Frodo Will Find Journey's End in Toronto Sept. 3, When Mammoth Rings Closes

News   Frodo Will Find Journey's End in Toronto Sept. 3, When Mammoth Rings Closes
Hobbit heads, elf fans and wizard mavens in North America must trek to Toronto by Sept. 3 if they want to see the award-winning stage spectacle, The Lord of the Rings.
A closing date is set for the Toronto production of The Lord of the Rings.
A closing date is set for the Toronto production of The Lord of the Rings. Photo by Manuel Harlan

Producers Kevin Wallace and Saul Zaentz, in association with David & Ed Mirvish and Michael Cohl, announced June 28 that the $27 million Canadian world premiere staging of the show inspired by J.R.R. Tolkien's fantasy novels will close Sept. 3 at Toronto's Princess of Wales Theatre.

The closing comes earlier than expected for what was billed as an open-ended run, but the work will resurface with the same production and creative team in May 2007 in London, England. Since the current cast is comprised of Canadians and Brits (and they spent months preparing for their highly-physical roles), some of the same actors and actresses are expected to be in the English run.

On June 26, the world premiere production won seven Dora Mavor Moore Awards, the top prizes in Toronto theatre.

The staging, directed by its co-writer Matthew Warchus, began performances on Feb. 4, 2006. By its closing performance it will have played 230 performances in 31 weeks.

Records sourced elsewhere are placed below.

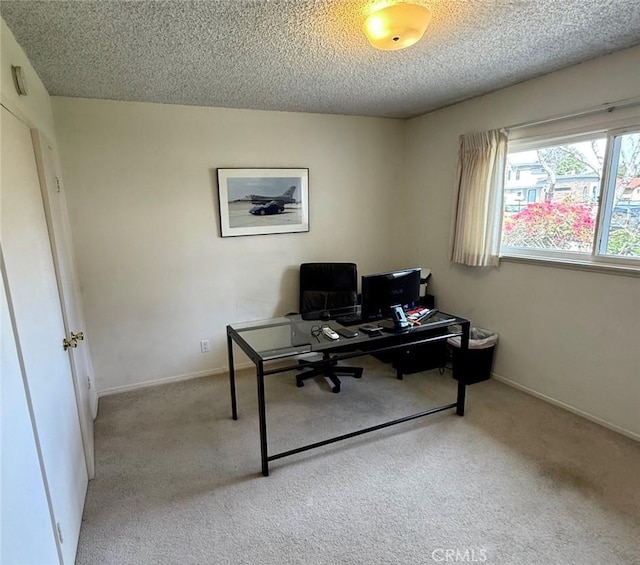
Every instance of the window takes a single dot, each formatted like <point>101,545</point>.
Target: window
<point>574,198</point>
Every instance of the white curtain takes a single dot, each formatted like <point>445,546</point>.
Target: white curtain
<point>477,218</point>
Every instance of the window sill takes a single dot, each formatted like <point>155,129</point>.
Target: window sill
<point>575,264</point>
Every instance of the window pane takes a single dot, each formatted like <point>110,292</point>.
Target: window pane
<point>621,221</point>
<point>551,196</point>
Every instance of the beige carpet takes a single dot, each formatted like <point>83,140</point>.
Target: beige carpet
<point>516,481</point>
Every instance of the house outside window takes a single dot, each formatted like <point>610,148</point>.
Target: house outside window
<point>574,198</point>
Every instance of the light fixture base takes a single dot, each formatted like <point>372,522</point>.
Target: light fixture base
<point>397,26</point>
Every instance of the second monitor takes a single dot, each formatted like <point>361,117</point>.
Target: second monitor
<point>381,291</point>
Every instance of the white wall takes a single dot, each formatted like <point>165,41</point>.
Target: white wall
<point>156,276</point>
<point>35,108</point>
<point>568,335</point>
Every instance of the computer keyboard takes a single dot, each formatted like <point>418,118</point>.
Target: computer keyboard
<point>349,319</point>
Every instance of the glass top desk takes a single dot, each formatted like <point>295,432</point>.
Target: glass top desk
<point>282,339</point>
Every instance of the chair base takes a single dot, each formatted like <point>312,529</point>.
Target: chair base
<point>331,372</point>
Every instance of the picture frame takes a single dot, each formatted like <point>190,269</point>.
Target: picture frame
<point>259,201</point>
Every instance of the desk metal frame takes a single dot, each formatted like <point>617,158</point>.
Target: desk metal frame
<point>388,342</point>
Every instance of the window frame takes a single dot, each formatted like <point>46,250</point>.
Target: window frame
<point>580,130</point>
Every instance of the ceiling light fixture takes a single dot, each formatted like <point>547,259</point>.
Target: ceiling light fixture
<point>397,26</point>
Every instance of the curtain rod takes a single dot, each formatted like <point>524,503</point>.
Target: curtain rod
<point>605,107</point>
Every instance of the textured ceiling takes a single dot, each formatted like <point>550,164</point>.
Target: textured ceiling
<point>307,55</point>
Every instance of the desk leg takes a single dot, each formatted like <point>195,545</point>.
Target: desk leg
<point>232,379</point>
<point>262,416</point>
<point>462,385</point>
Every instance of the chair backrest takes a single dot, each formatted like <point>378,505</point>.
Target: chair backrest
<point>324,286</point>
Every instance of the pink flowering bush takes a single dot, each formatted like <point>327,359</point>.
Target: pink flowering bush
<point>551,225</point>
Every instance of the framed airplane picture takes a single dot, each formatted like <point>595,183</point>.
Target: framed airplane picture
<point>263,201</point>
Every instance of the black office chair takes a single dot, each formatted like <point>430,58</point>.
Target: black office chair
<point>323,287</point>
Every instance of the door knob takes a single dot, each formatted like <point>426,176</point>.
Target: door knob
<point>67,343</point>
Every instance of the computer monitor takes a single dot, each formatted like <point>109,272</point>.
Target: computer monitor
<point>381,291</point>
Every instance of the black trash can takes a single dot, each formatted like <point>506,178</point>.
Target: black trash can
<point>477,365</point>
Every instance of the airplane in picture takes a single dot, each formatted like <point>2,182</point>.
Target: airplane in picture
<point>285,198</point>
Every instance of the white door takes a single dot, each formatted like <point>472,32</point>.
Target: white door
<point>55,207</point>
<point>35,307</point>
<point>27,532</point>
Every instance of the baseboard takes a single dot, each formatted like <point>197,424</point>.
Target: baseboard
<point>174,379</point>
<point>568,407</point>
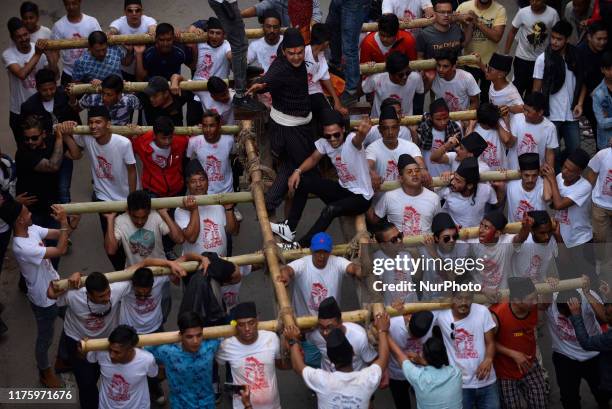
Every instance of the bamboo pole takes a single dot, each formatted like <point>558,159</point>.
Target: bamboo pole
<point>311,321</point>
<point>289,255</point>
<point>139,130</point>
<point>190,38</point>
<point>245,197</point>
<point>417,65</point>
<point>129,86</point>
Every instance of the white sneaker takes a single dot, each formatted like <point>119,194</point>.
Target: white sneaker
<point>283,230</point>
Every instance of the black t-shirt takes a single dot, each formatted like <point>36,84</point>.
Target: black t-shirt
<point>43,185</point>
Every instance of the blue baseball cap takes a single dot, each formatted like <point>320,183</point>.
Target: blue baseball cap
<point>321,241</point>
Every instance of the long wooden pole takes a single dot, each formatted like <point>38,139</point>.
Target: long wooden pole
<point>190,38</point>
<point>311,321</point>
<point>139,130</point>
<point>259,258</point>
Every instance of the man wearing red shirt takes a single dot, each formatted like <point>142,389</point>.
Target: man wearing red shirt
<point>389,38</point>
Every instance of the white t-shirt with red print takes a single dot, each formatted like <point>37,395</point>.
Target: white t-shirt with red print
<point>575,221</point>
<point>254,365</point>
<point>215,159</point>
<point>125,385</point>
<point>401,336</point>
<point>534,260</point>
<point>601,164</point>
<point>143,314</point>
<point>311,285</point>
<point>109,165</point>
<point>410,214</point>
<point>466,348</point>
<point>521,201</point>
<point>351,165</point>
<point>212,235</point>
<point>456,92</point>
<point>84,318</point>
<point>386,159</point>
<point>383,88</point>
<point>356,335</point>
<point>562,334</point>
<point>531,138</point>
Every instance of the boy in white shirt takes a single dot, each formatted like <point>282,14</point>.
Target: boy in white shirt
<point>124,370</point>
<point>458,87</point>
<point>399,82</point>
<point>555,74</point>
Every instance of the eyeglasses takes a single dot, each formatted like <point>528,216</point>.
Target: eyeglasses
<point>335,135</point>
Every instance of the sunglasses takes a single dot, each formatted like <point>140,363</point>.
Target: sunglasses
<point>335,135</point>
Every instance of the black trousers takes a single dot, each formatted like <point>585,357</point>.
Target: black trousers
<point>400,391</point>
<point>570,373</point>
<point>523,75</point>
<point>339,202</point>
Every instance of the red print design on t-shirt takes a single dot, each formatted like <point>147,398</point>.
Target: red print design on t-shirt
<point>411,223</point>
<point>528,144</point>
<point>343,173</point>
<point>254,374</point>
<point>213,169</point>
<point>464,345</point>
<point>318,292</point>
<point>490,155</point>
<point>119,389</point>
<point>391,173</point>
<point>212,236</point>
<point>103,169</point>
<point>452,101</point>
<point>523,207</point>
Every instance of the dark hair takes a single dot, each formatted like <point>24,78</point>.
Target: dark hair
<point>388,24</point>
<point>562,27</point>
<point>488,114</point>
<point>216,85</point>
<point>113,82</point>
<point>164,28</point>
<point>536,100</point>
<point>14,24</point>
<point>43,76</point>
<point>163,125</point>
<point>434,353</point>
<point>606,60</point>
<point>32,122</point>
<point>596,26</point>
<point>139,200</point>
<point>97,37</point>
<point>319,34</point>
<point>28,7</point>
<point>124,335</point>
<point>449,55</point>
<point>190,319</point>
<point>96,282</point>
<point>211,114</point>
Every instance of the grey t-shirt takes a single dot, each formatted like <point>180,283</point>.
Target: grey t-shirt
<point>431,41</point>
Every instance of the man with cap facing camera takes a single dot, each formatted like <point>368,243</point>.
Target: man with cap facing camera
<point>330,318</point>
<point>526,194</point>
<point>346,387</point>
<point>465,197</point>
<point>520,375</point>
<point>399,81</point>
<point>411,207</point>
<point>349,196</point>
<point>253,356</point>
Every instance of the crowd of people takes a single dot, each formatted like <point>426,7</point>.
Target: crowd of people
<point>307,77</point>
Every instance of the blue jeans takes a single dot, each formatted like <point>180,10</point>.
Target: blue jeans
<point>569,131</point>
<point>45,322</point>
<point>481,398</point>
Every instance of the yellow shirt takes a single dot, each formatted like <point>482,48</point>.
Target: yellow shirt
<point>495,15</point>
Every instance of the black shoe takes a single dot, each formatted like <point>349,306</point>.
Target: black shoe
<point>248,104</point>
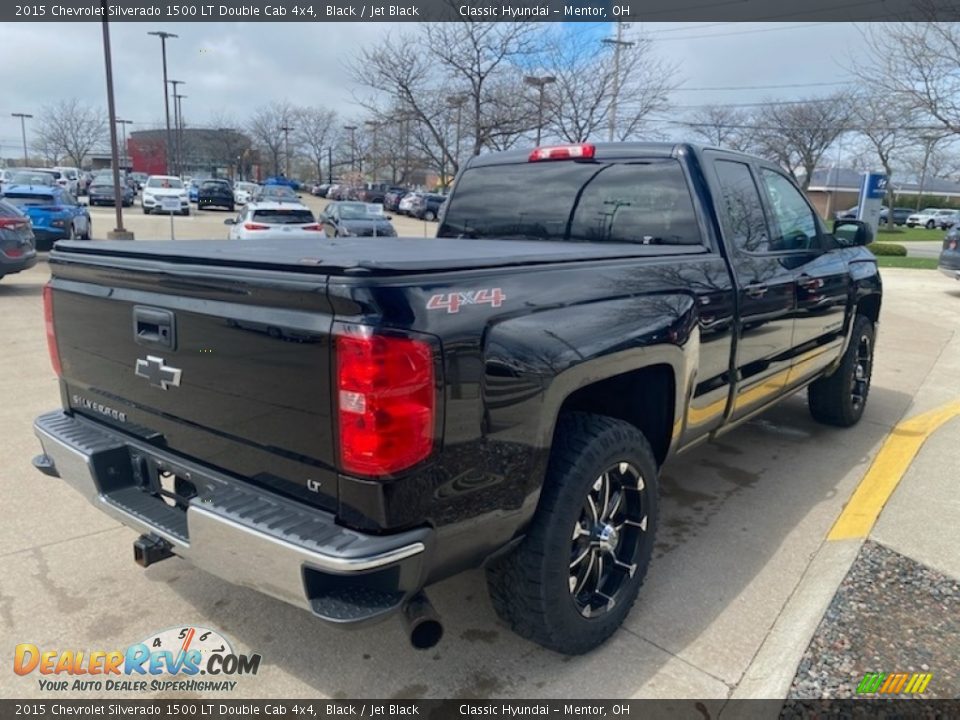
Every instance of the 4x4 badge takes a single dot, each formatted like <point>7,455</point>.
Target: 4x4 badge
<point>158,372</point>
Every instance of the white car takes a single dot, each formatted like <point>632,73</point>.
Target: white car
<point>275,221</point>
<point>158,187</point>
<point>406,204</point>
<point>243,192</point>
<point>931,218</point>
<point>70,178</point>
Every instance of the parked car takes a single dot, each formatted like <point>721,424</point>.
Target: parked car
<point>392,198</point>
<point>426,206</point>
<point>243,192</point>
<point>70,178</point>
<point>54,213</point>
<point>929,217</point>
<point>900,215</point>
<point>274,221</point>
<point>101,193</point>
<point>215,193</point>
<point>504,400</point>
<point>17,243</point>
<point>32,177</point>
<point>356,219</point>
<point>275,193</point>
<point>949,263</point>
<point>406,202</point>
<point>158,187</point>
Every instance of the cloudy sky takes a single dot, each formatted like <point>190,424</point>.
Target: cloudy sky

According to the producers, "The production generated an unprecedented amount of coverage from international media, highlighting Toronto's creative communities. By Sept. 3, more than 420,000 people will have attended the show, some coming from as far away as Asia, South America and throughout Europe. It is estimated that by its closing date, The Lord of the Rings will have generated an economic impact of more than $640 million to Toronto and the province of Ontario." "We hugely appreciate the role the city of Toronto and the province of Ontario have played in bringing The Lord of the Rings to the stage," lead producer Kevin Wallace said in a statement. "We are very proud of our extraordinary company of actors, musicians, resident staff and technicians at The Princess of Wales Theatre. It is their dedication and talent that brings J.R.R. Tolkien's unique world to life in this epic theatrical event. Toronto will always be the originating city of The Lord of the Rings and we celebrate the fact that the production on stage at London's Theatre Royal Drury Lane from May 2007 would not have been possible without the tremendous work accomplished in Toronto."

David Mirvish added, "When we first heard of Kevin Wallace's mammoth undertaking of bringing the entire story of The Lord of the Rings to the stage in one production, we were intrigued. Finding out more about the production, listening to the score, speaking with the creative team and hearing their plans of building Middle-Earth on stage, we were convinced to join the fellowship in bringing this production to life. We are delighted we did. We believe we have helped to create a one-of-a-kind theatrical event, the likes of which will probably never be seen again. For over a year now, our offices, theatres and rehearsals halls have been abuzz with activity and excitement."

He added, "The Lord of the Rings is a production that I believe will become part of theatrical history. It has already reached legendary status in its run in Toronto, a reputation that will only grow with its second production in London and with subsequent productions around the world in later years. And we will be proud to say we were there in Toronto when it all began."